Correlation between clinicopathological features and survival (univariate analysis)
The results of the individual Cox regression examining the association between each variable (including baseline and post-chemotherapy blood sample parameters) and RFS, as well as OS, are given in Table 3. For categorical variables, the hazard ratio (HR) represents the increased risk relative to the reference category. For continuous variables, the HR represents the increase in risk for each unit increase in value. In univariate analysis, poor differentiation, advanced T, N, and AJCC stages and higher baseline NLR and d-NLR were associated with higher risks of recurrence and mortality. The HR of RFS per unit increase of baseline NLR increased by 1.352 (95% confidence interval [95% CI]: 1.149–1.591, P<0.001) and a similar HR of baseline d-NLR by 1.622 (95% CI: 1.183–2.224, P=0.003). Meanwhile, the HR of OS per unit increase of baseline NLR and d-NLR increased by 1.345 (95% CI: 1.141–1.584, P<0.001) and 1.601 (95% CI: 1.170–2.192, P=0.003), respectively.

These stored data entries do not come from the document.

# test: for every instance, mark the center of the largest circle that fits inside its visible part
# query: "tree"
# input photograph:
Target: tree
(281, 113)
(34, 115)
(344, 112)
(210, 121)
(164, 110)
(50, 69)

However, none of the post-chemotherapy parameters listed earlier showed prognostic significance on RFS and OS (all P-values >0.05).
Table 3.
Cox proportional hazard model for RFS and OS among the 119 advanced gastric cancer patients (univariate analysis)
| Parameters | RFS
|
OS
|
||
|---|---|---|---|---|
| HR (95% CI) | P-value | HR (95% CI) | P-value | |
| Gender (ref: male) | ||||
| Female | 1.134 (0.666–1.930) | 0.643 | 1.224 (0.716–2.093) | 0.461 |
| Age, years (ref: <65) | ||||
| ≥65 | 0.800 (0.470–1.362) | 0.410 | 0.871 (0.509–1.491) | 0.615 |
| Chemotherapy regimen (ref: FOLFOX) | ||||
| XELOX | 1.210 (0.673–2.177) | 0.524 | 1.204 (0.657–2.205) | 0.548 |
| SOX | 0.822 (0.454–1.486) | 0.516 | 0.889 (0.487–1.623) | 0.703 |
| Others | 0.929 (0.221–3.902) | 0.920 | 0.899 (0.213–3.788) | 0.884 |
| Tumor size, cm (ref: <4) | ||||
| ≥4 | 1.623 (0.964–2.732) | 0.068 | 1.533 (0.906–2.597) | 0.112 |
| Differentiation (ref: well) | ||||
| Poorly | 2.217 (1.096–4.482) | 0.027 | 2.001 (0.988–4.056) | 0.054 |
| y T stage (ref: T0–2)a | ||||
| T3–4 | 3.808 (1.816–7.984) | <0.001 | 4.204 (1.913–9.240) | <0.001 |
| y N stage (ref: N0) | ||||
| N1–3 | 6.929 (2.778–17.278) | <0.001 | 6.299 (2.523–15.727) | <0.001 |
| y TNM stage (ref: 0/I/II)b | ||||
| III | 5.678 (2.798–11.519) | <0.001 | 5.932 (2.814–12.507) | <0.001 |
| Post-operation chemotherapy (ref: present) | ||||
| Absent | 1.459 (0.778–2.733) | 0.239 | 1.645 (0.875–3.094) | 0.122 |
| Baseline | ||||
| WBC counts | 1.089 (0.944–1.256) | 0.242 | 1.080 (0.934–1.249) | 0.300 |
| Neutrophil counts | 1.152 (0.974–1.363) | 0.098 | 1.145 (0.965–1.360) | 0.121 |
| Lymphocyte counts | 0.749 (0.441–1.270) | 0.283 | 0.736 (0.427–1.267) | 0.269 |
| NLR | 1.352 (1.149–1.591) | <0.001 | 1.345 (1.141–1.584) | <0.001 |
| d-NLR | 1.622 (1.183–2.224) | 0.003 | 1.601 (1.170–2.192) | 0.003 |
| Post-chemotherapy | ||||
| WBC counts | 1.056 (0.918–1.214) | 0.449 | 1.081 (0.941–1.242) | 0.271 |
| Neutrophil counts | 0.977 (0.915–1.043) | 0.485 | 0.981 (0.924–1.042) | 0.538 |
| Lymphocyte counts | 0.946 (0.590–1.517) | 0.817 | 1.013 (0.631–1.627) | 0.958 |
| NLR | 0.971 (0.900–1.048) | 0.451 | 0.974 (0.904–1.049) | 0.481 |
| d-NLR | 1.059 (0.821–1.365) | 0.661 | 1.096 (0.852–1.411) | 0.475 |
Notes:
Because of the low number of events for T0 and T1, stages T0, T1 and T2 were combined.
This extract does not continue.